July 13, 2024 - 8:00am

In terms of both domestic and international politics, the logic of Labour’s “securonomics” policy is unassailable. Like other advanced Western economies, only more so, decades of privatisation and globalisation have rendered Britain vulnerable to geopolitical shocks and increasingly hostage to the whims of foreign tyrants. We produce little of use and import much that is vital: arresting this perilous situation would, at a stroke, make the country both richer and more secure.

However well-intended, Labour’s manifesto commitment, reaffirmed by Ed Milliband earlier this week, of refusing new oil and gas licences in the North Sea achieves the precise opposite result. Labour inherited Boris Johnson’s objective of achieving Net Zero by 2030, a strikingly ambitious goal in good times, but one manifestly unsuited to a country at the brink of major international conflict. If we believe Defence Secretary John Healey’s assessment that Britain faces a “generational threat” derived from a “decade or more of Russian aggression”, then well-meaning Net Zero aspirations must, for the time being, be deferred.

Britain has already led the world in reducing carbon emissions — essentially by offloading production of vital goods to geopolitical rivals such as China — and as a result, our 1% global share is negligible for a major economy. Yet China emits carbon at more than 30 times Britain’s level, and its 1.1% growth in 2022 alone already renders Britain’s self-sacrifice an entirely pointless exercise. Indeed, observation of China’s energy policy reveals what preparation for war, undertaken by a serious actor ruthlessly focused on its national interest, looks like.

Hardening its energy security measures, in what observers view as a clear combat indicator, China is amassing a vast strategic stockpile of oil while granting permits for two new coal-fired power plants every week. Britain’s keen watchdogs of international obligations should note that China has legally committed itself to decarbonising by 2060, but its actions reveal the superpower to be moving in precisely the opposite direction. In the long term the results for the global climate will no doubt be disastrous; but in the short term China, like Russia, is preparing itself for a major conflict, while Britain is not.

Though China is also undertaking a vast expansion of renewable energy, it is doing so by underwriting its grid’s basic security through the use of coal. In the Chinese version of securonomics, Beijing is making sure it has new sources of energy ready to go before switching off the old supply, and Britain would do well to match this outbreak of common sense. The goal of decarbonisation is genuinely good, and Britain should strive to achieve it as soon as practical.

Yet until then, it makes no sense to continue to import £45 billion of foreign fossil fuels each year from geopolitically dubious sources, while sitting on our own untapped energy security stockpile.

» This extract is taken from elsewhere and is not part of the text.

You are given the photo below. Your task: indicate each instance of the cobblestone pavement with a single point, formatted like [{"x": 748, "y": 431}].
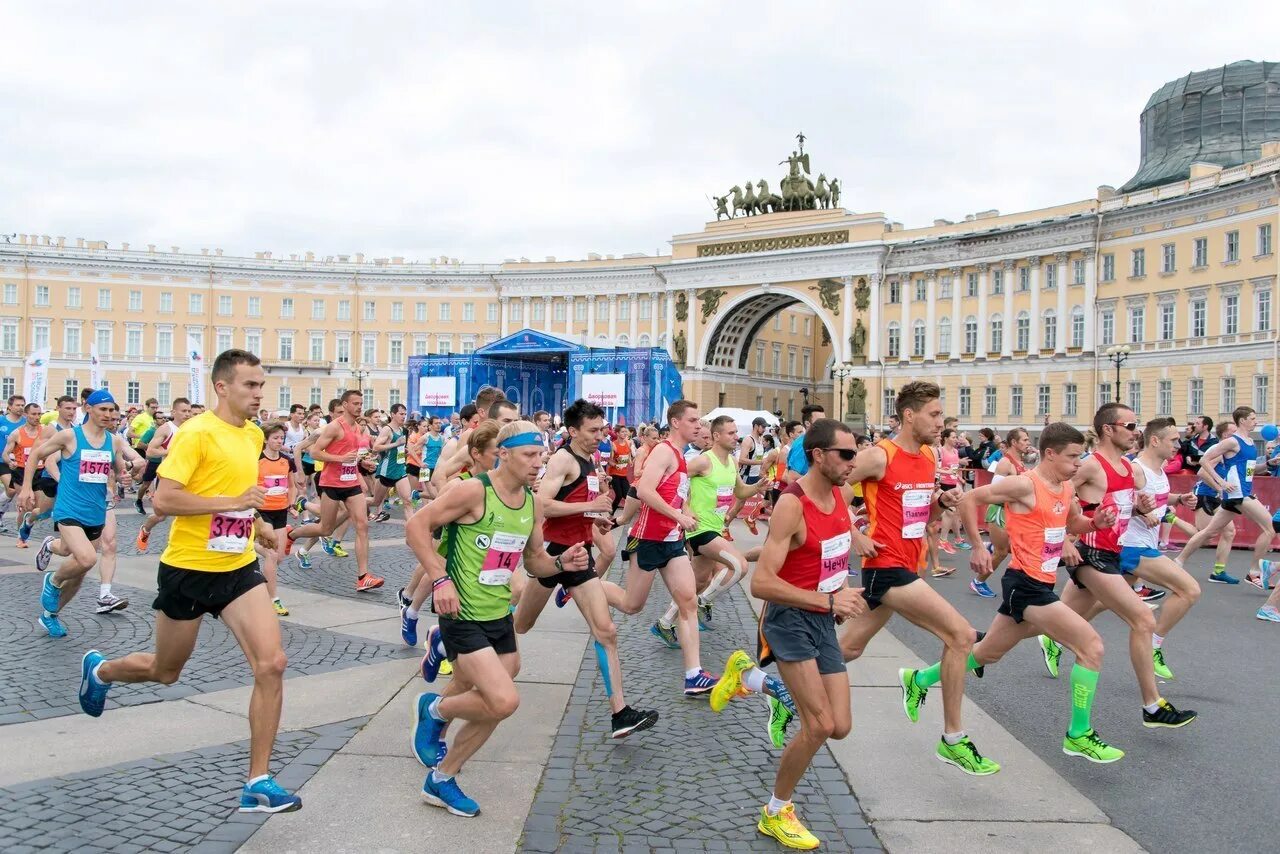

Net Zero by 2030 was a noble aspiration in better days, but the world situation since 2022 has changed dramatically and so should Britain’s energy policy. Geology has granted Britain a vast natural bounty in oil, gas and coal, equivalent to that which our rivals happily exploit to maximise their world power. In the current circumstances, it would surely be better to exploit this resource, even by accelerating production, and then use the wealth released to fund a vast national rollout of clean and secure nuclear power.

The end result would still be a decarbonised grid within decades, laying the groundwork for vastly enhanced future prosperity through cheap energy, while ensuring Britain’s security and resilience in the threatening years ahead. This, surely, would be true securonomics. We simply cannot harden Britain’s exposure to looming international shocks while simultaneously leading the world in decarbonising our grid within the next half-decade. It is a binary choice, one or the other, in which Britain’s national security must come first.


Aris Roussinos is an UnHerd columnist and a former war reporter.